Alaska’s Law Enforcement Crisis

Photo By Encyclopaedia Britannica/UIG Via Getty Images

In 2005, the only public safety officer in Russian Mission, a village of 340 people in Alaska, committed suicide. Russian Mission hasn’t had a “permanent, certified police officer” since Simeon Askoak died. As Kyle Hopkins reports at Anchorage Daily News in a joint report effort with ProPublica, residents have been left to fend for themselves in a region with the highest accidental death and homicide rate in Alaska.

He was the only law enforcement officer in Russian Mission, a village of 340 people where he was born and raised. He’d worked as a village public safety officer for the previous 13 years, and while the state of Alaska covered his salary, he lacked equipment, resources and respect.

“It’s degrading me,” Askoak said of the constant search for money to pay for the basic necessities of his job. He described how his city government couldn’t afford utilities for the police station, so he dug into his own pocket to buy heating oil to warm the jailhouse. When his family of seven could no longer afford the bills, the pipes at the jail froze.

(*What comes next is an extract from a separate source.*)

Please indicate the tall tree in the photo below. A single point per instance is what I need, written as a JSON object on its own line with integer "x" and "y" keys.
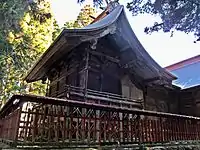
{"x": 27, "y": 29}
{"x": 83, "y": 19}
{"x": 181, "y": 15}
{"x": 178, "y": 15}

Soon the water and sewer would be shut off too, he warned.

“We are the first responders,” Askoak said, describing the unique role VPSOs play in the state. They bust drunken drivers, bootleggers and drug dealers. They listen to children tell of being molested, stand between abusers and domestic violence victims, and pull bodies from the rivers. Always unarmed and usually without backup.

Having told his story, Askoak left the meeting and flew home in a rattling bush plane above a tangle of streams and spongy tundra. Two days later, he followed a trail to a lagoon 100 yards from his front door and shot himself in the chest.

He was 50 years old. A boy found his body shrouded in newly fallen snow.